Website Training Limitations:

Here is a list of restrictions and content handling Issues that user can face while training the website content

  1. Website Restrictions:
    • Captcha: The site may have CAPTCHA mechanisms to prevent scraping.
    • IP Blocking: If you're making too many requests from a single IP, the site might block it temporarily or permanently.
    • Robots.txt Restrictions: Some websites have a robots.txt file that disallows scraping.
    • Rate Limiting: Websites often limit the number of requests you can make within a specific timeframe.
    • User-Agent Blocking: Some sites block requests with specific user-agent headers, which scraping libraries often use by default.
  2. URL Structure or Invalid URLs:
    • Broken or Invalid URLs: The URLs might be malformed or redirect to a broken link.

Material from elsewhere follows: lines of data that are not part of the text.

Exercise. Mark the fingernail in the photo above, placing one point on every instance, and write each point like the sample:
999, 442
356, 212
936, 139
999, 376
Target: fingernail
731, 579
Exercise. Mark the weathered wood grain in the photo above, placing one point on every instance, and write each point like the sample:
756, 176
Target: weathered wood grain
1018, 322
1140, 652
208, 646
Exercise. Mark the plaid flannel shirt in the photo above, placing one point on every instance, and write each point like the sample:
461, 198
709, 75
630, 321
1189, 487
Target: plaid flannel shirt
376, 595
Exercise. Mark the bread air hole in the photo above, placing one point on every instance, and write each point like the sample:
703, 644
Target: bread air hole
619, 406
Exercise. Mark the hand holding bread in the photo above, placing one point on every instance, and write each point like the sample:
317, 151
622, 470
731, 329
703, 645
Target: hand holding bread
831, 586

    • Redirections: The URL could redirect multiple times, resulting in failures to retrieve content.
    • Query Parameters: Some websites use dynamic content loaded via JavaScript, so query parameters might impact the result.
  3. Content Types and Formats:
    • Non-HTML Content: Some URLs may return non-HTML content (PDFs, images, etc.) which cannot be easily scraped unless explicitly handled.
    • Dynamic Content (JavaScript-based): If a site relies heavily on JavaScript to render its content (e.g., SPA apps), traditional scraping methods might fail.
    • Obfuscated or Minified HTML: Sometimes content is purposefully obfuscated to prevent scraping, making it difficult to parse.